With which unprecedented burst of ill temper, Mr. Barstone stalked majestically out of the room, slamming the door behind him. Magdalen stared in boundless astonishment, and Fanny's eyes were like two midnight moons.

"Good gracious me!" ejaculated Miss Winters, with a dash; "who'd ever thought it! It's the first time I ever saw George turn grumpy in my life. But I know how it is," with a shower of mysterious nods; "I know all about it."

"All about what?" inquired Magdalen, very much mystified. "I thought Mr. Barstone and Mr. Hamilton were very good friends."
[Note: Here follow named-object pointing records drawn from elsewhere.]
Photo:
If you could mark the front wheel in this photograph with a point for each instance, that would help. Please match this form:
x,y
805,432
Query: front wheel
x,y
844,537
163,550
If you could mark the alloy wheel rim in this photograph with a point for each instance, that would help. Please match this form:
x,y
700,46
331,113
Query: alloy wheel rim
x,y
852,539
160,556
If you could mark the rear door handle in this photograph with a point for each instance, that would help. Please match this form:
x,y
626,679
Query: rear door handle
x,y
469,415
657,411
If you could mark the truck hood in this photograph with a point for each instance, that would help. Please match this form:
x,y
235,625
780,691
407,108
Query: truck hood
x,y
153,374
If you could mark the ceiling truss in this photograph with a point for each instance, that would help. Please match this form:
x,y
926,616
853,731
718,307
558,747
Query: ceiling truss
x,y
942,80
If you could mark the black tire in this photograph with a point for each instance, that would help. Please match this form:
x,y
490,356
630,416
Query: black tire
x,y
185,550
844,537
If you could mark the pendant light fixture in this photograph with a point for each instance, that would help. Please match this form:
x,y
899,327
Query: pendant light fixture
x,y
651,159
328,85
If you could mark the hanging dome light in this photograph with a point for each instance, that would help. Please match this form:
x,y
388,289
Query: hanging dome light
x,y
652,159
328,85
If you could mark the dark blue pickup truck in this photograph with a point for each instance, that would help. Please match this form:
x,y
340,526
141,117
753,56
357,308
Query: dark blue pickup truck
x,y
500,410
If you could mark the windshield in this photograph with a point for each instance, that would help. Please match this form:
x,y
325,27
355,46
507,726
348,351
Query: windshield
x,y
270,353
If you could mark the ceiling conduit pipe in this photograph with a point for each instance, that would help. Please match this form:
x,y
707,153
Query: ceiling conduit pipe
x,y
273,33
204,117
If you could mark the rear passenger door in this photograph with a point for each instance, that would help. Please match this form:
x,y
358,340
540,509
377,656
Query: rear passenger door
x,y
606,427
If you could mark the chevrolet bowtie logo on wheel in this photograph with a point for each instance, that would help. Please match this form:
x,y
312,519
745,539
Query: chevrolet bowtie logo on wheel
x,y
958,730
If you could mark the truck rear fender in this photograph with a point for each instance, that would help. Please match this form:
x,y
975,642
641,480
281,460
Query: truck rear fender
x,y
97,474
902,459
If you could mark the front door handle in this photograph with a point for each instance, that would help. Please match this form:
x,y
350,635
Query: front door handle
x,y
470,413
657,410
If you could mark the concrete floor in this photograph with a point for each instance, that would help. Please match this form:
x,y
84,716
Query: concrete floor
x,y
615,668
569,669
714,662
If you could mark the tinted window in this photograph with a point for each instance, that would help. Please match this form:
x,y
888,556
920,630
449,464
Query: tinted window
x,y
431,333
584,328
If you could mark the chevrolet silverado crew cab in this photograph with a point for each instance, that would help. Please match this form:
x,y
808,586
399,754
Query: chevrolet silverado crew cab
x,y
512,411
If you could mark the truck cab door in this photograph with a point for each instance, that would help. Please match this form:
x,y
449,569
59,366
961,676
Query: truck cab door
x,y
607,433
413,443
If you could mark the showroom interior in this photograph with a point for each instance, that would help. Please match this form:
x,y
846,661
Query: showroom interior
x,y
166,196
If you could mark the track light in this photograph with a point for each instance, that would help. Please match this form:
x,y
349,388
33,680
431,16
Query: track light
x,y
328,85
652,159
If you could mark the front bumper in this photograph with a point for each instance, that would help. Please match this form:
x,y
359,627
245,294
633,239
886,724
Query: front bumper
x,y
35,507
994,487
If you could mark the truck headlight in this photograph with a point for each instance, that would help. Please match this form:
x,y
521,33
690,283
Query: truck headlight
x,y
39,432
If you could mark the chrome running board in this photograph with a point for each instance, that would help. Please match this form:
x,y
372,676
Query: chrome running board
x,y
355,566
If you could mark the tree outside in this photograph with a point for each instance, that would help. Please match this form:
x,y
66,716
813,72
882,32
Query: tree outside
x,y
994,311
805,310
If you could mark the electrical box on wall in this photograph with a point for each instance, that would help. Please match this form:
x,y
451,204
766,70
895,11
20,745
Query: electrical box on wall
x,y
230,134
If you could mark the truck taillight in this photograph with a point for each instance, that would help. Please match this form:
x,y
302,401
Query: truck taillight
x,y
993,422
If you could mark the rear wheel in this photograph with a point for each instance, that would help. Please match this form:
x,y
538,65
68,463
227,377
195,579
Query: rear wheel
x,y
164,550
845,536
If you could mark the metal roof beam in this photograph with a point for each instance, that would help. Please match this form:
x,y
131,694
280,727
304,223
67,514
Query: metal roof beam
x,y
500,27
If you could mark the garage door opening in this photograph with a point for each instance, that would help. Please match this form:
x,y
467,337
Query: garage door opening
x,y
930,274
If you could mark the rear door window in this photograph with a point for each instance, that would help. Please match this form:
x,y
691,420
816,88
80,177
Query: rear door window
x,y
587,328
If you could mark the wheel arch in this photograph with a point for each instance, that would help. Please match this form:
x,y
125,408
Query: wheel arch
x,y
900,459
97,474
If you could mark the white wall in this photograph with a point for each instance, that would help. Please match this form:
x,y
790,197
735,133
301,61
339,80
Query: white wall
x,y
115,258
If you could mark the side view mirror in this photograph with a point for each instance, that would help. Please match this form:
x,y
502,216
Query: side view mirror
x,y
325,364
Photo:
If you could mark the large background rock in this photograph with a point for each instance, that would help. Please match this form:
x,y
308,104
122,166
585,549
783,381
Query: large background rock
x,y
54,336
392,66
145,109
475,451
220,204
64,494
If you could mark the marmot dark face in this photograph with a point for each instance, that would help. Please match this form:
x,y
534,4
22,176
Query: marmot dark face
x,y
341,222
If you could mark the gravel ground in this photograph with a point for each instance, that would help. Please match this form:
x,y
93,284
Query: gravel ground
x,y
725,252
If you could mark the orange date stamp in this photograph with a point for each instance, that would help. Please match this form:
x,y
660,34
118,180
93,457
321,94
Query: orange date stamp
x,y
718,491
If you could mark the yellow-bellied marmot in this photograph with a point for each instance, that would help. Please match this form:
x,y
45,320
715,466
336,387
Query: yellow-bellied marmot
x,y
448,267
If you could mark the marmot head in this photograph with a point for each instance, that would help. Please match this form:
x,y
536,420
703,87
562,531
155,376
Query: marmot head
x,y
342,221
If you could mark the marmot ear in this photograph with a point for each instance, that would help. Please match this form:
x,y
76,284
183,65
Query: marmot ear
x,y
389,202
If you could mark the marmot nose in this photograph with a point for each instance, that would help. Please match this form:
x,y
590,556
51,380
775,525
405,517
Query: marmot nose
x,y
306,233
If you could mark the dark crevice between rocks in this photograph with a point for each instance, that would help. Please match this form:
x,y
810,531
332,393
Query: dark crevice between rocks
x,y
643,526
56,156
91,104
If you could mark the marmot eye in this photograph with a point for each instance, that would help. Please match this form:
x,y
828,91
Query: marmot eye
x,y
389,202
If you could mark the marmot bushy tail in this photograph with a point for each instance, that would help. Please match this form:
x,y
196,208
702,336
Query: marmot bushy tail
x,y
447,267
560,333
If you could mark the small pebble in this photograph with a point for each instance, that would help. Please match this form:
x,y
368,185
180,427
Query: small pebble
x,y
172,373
"And so they always have been, and so they always would be, only for you, you sly, mischief-making Magdalen!"

"Only for me!" cried Magdalen, aghast.

"Good gracious, yes!" exclaimed Fanny, testily; "of course, it's you—any one can see it with half an eye. Frank's in love with you—and George is jealous as a Turk!"

"Fanny, Fanny! What are you saying?"

"The truth, Miss Wayne. Don't you suppose I have eyes in my head; and that's why poor Frank is a conceited noodle, and can't come to the party. He can't, I suppose, if George keeps grumpy—and it's a thousand pities, for he's the nicest fellow I know—except Phil—and so handsome that it's a pleasure to look at him."

Miss Wayne bent suddenly over her work, and her cheeks were the color of Fanny's streamers, and her heart all in a flutter of tremulous bliss. Why, she best knew.

"So we must leave poor, dear Frank out," pursued Fanny, regretfully, "and disappoint heaps of girls. And then there's the old folks—how are we to amuse them?"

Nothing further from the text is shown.